И Егор был согласен, что причина не выглядит такой уж ужасной. Ни на первый, ни на второй, ни даже на третий взгляд. Ну, подумаешь, он сегодня девчонку на танец не пригласит! Пригласит завтра, не эту, так другую, вон их сколько, а впереди целая жизнь! Но так же точно в этот самый момент он знал, что причина вовсе не обязана казаться страшной или даже хоть сколько-то важной для того, чтобы породить невосполнимые последствия. Когда крохотный камушек на вершине горы под дуновением лёгкого ветерка вдруг сдвинется со своего места и покатится вниз, это тоже выглядит совсем безобидно. Камешек-то меньше ногтя на мизинце! Но ударится он о другой такой же камешек и толкнет его вниз. А вместе они уже сдвинут камешек побольше – с ноготь среднего пальца. И так, задевая все больше и больше камней, в конце концов огромный обвал обрушится на лагерь туристов, расположенный под горой, и завалит его полностью, унося с собой человеческие жизни тех, кто, ложась вечером спать, вовсе не планировал предстоящей ночью собственную смерть. Наоборот, все планы были на завтрашний день, много планов, ни один из которых не исполнится. А причина этого – всего-то маленький, меньше ногтя мизинца, камушек, который сдвинуло легким ветерком. Кто бы мог предположить, что у такой ничтожной причины могут быть такие фатальные последствия? И поэтому не стоит обольщаться видимой мелочностью причины, причина вовсе не обязана выглядеть ужасной.
И все эти неожиданные мысли, это воспоминание о будущем, как вспышкой, ударившее по глазам, вдруг, в мгновение ока превратило Егора в совсем другого человека – смелого, опытного, абсолютно уверенного в себе, совершенно раскрепощенного. Человека, который знает, чего он хочет, и умеет добиваться поставленной цели любыми возможными средствами, невзирая ни на какие препятствия. Особенно такие смешные препятствия, как собственный страх, мешающий пригласить девчонку на танец. В баню этот страх, вот, он был – и вот, его нет! Словно никогда и не было. Скажете, так не бывает? – Да много вы в этом понимаете!

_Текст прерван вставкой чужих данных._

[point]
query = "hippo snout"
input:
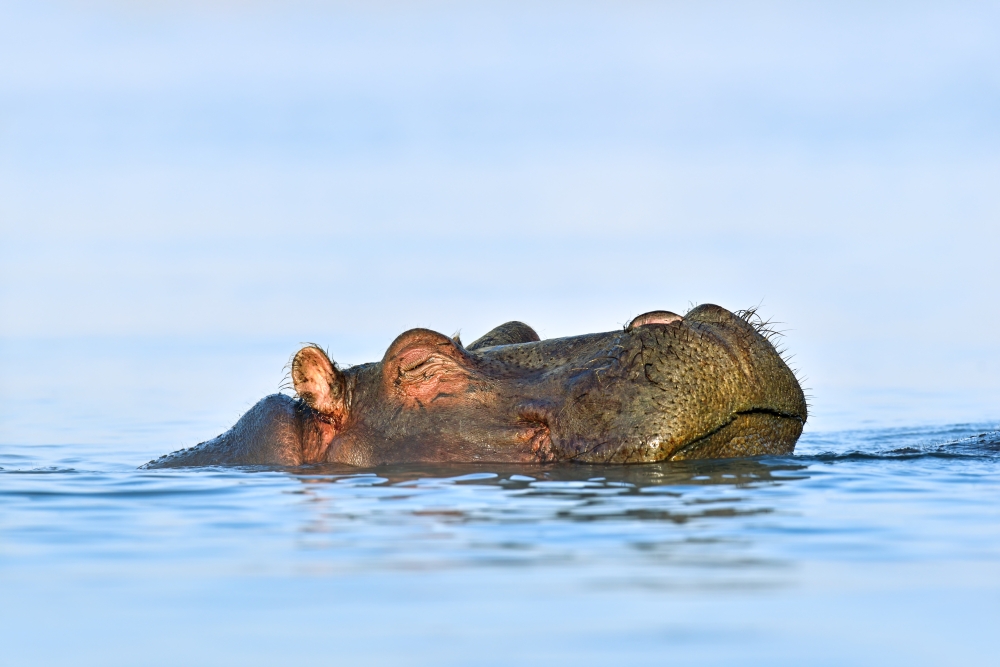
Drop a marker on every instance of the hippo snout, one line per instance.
(708, 384)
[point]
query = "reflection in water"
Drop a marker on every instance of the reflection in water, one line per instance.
(596, 562)
(433, 516)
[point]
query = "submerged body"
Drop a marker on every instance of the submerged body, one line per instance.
(706, 385)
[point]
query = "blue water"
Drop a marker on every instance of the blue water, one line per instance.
(866, 547)
(189, 190)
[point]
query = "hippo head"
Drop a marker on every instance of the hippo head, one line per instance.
(666, 387)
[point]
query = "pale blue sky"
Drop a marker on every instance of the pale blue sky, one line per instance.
(341, 172)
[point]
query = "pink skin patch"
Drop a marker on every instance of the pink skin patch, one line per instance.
(654, 317)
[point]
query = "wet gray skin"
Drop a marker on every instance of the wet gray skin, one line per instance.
(706, 385)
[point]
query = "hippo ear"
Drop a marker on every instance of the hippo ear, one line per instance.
(424, 367)
(317, 381)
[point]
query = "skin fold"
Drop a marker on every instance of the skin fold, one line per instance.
(706, 385)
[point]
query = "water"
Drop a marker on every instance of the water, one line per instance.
(867, 547)
(189, 190)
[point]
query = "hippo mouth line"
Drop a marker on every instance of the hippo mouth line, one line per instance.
(752, 432)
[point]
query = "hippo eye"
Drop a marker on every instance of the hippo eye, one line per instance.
(654, 317)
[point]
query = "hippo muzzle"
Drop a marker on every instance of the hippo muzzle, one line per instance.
(666, 387)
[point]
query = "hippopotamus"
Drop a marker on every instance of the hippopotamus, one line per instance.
(665, 387)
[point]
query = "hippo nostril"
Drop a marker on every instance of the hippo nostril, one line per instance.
(654, 317)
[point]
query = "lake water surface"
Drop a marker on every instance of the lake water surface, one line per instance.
(876, 546)
(189, 190)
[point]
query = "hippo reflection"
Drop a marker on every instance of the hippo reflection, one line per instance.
(666, 387)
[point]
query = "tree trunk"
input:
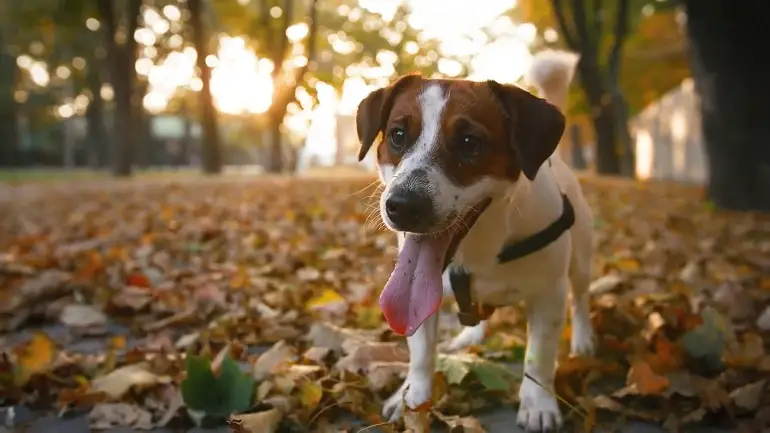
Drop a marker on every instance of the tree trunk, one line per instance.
(607, 161)
(141, 120)
(122, 75)
(210, 147)
(275, 142)
(9, 127)
(97, 134)
(733, 87)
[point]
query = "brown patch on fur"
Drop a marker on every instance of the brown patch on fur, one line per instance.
(472, 110)
(516, 131)
(406, 114)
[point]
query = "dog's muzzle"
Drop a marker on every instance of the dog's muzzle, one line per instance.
(410, 211)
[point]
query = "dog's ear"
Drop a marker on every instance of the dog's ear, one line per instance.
(374, 110)
(536, 126)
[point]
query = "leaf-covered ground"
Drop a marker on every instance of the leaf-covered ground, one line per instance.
(176, 304)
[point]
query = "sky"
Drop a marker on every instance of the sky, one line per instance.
(455, 23)
(241, 82)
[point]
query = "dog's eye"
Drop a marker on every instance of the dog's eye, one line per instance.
(470, 146)
(397, 139)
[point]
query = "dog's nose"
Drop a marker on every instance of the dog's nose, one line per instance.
(409, 211)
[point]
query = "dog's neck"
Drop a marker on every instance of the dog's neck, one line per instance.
(519, 211)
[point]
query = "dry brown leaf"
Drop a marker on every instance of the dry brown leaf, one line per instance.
(329, 336)
(117, 383)
(105, 416)
(132, 297)
(274, 360)
(382, 374)
(605, 284)
(259, 422)
(644, 380)
(361, 355)
(461, 424)
(82, 316)
(749, 396)
(316, 354)
(35, 357)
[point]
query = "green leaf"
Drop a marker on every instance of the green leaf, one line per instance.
(492, 376)
(216, 397)
(455, 368)
(706, 343)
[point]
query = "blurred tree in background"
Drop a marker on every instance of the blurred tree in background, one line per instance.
(731, 77)
(93, 60)
(622, 45)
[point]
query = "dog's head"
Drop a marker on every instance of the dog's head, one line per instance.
(449, 146)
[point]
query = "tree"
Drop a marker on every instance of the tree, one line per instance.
(121, 55)
(9, 132)
(341, 35)
(731, 77)
(582, 27)
(212, 154)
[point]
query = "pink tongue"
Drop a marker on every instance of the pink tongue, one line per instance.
(414, 289)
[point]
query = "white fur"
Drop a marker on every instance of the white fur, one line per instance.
(541, 279)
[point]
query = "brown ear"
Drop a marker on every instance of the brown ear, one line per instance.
(536, 126)
(374, 110)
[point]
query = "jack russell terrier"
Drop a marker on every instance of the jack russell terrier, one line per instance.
(473, 187)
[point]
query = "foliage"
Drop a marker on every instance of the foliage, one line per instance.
(655, 57)
(216, 397)
(280, 278)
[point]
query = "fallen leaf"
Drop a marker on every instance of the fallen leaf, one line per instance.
(316, 354)
(82, 316)
(493, 376)
(605, 284)
(34, 357)
(105, 416)
(749, 396)
(215, 397)
(275, 359)
(461, 424)
(310, 394)
(763, 322)
(361, 355)
(383, 374)
(259, 422)
(117, 383)
(328, 301)
(644, 380)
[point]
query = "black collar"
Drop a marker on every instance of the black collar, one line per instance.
(541, 239)
(470, 313)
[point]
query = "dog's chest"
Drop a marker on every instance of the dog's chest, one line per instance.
(499, 284)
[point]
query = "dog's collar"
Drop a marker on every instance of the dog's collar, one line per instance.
(471, 313)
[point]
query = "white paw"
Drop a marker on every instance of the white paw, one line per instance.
(582, 340)
(468, 337)
(539, 410)
(415, 392)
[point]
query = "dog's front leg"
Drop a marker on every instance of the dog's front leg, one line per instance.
(539, 409)
(416, 389)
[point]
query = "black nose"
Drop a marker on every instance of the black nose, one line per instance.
(410, 211)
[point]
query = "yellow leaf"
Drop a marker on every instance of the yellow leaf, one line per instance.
(628, 265)
(764, 283)
(35, 357)
(310, 394)
(327, 299)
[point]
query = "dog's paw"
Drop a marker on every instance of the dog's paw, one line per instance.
(539, 410)
(582, 340)
(415, 392)
(467, 337)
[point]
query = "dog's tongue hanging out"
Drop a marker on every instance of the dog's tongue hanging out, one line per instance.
(414, 289)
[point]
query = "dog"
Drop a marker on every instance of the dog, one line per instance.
(470, 175)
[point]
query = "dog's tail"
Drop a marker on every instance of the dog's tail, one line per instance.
(552, 71)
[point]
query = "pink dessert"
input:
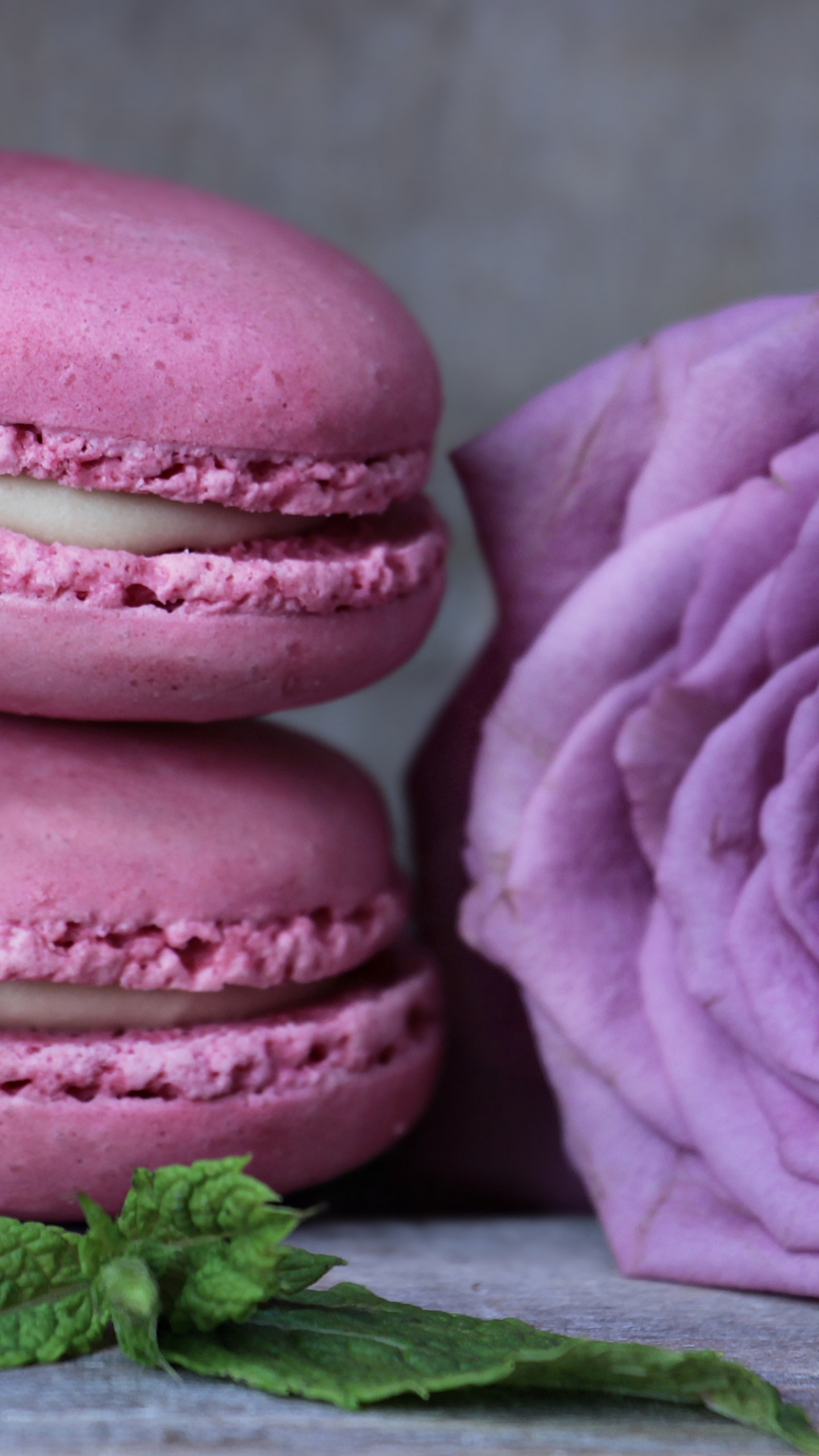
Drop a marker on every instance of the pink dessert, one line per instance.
(198, 957)
(213, 437)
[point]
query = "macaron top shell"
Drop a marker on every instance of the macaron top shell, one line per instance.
(144, 828)
(143, 311)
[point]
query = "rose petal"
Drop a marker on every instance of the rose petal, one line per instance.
(665, 1213)
(659, 740)
(758, 529)
(779, 1015)
(623, 618)
(577, 953)
(710, 1081)
(791, 828)
(713, 836)
(739, 407)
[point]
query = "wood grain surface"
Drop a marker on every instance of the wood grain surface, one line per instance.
(556, 1273)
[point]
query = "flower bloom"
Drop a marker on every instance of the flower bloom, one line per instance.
(643, 841)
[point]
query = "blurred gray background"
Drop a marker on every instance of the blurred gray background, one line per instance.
(540, 180)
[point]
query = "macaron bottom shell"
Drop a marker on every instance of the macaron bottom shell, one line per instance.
(73, 660)
(341, 1083)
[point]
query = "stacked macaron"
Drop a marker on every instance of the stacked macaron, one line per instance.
(214, 433)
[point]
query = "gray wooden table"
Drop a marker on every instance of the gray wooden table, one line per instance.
(554, 1273)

И этот другой он, едва дождавшись окончания быстрого танца, решительным шагом подошёл к сцене и, пристально глядя прямо в глаза солисту произнес: «Парни, сделайте сейчас «Клён». И объявите, что песня посвящается Ольге Лаврентьевой, самой красивой девушке в мире, очень надо».
За свою короткую жизнь Егор уже успел понять, что наглость – это и правда второе счастье в том смысле, что если с человеком говорить так, будто ты имеешь на это полное право, он почему-то подчиняется. И сейчас это тоже сработало, и Егор знал, что сработает, даже не сомневался, хотя не заплатил им не копейки. Он бы дал денег (что деньги, когда тут такое!), да где же их взять? Полностью уверенный в себе, он не видел, как переглянувшись, музыканты молча пожали плечами и дружно взялись за инструменты.
Развернувшись, он прямо через середину зала, под устремленными на него со всех сторон взглядами – изумленными, заинтересованными, презрительными и одним лишь Вовкиным – восхищенным, направился к Ольге, не глядя по сторонам, а глядя только на неё одну. Он шел словно по прямой линии, образованной их соединившимися взглядами, и улыбался – только ей одной. И пока он шел, солист склонился к микрофону и его голос, усиленный динамиками, разнесся по залу:
– Следующая песня посвящается Ольге Лаврентьевой, самой красивой девушке в мире!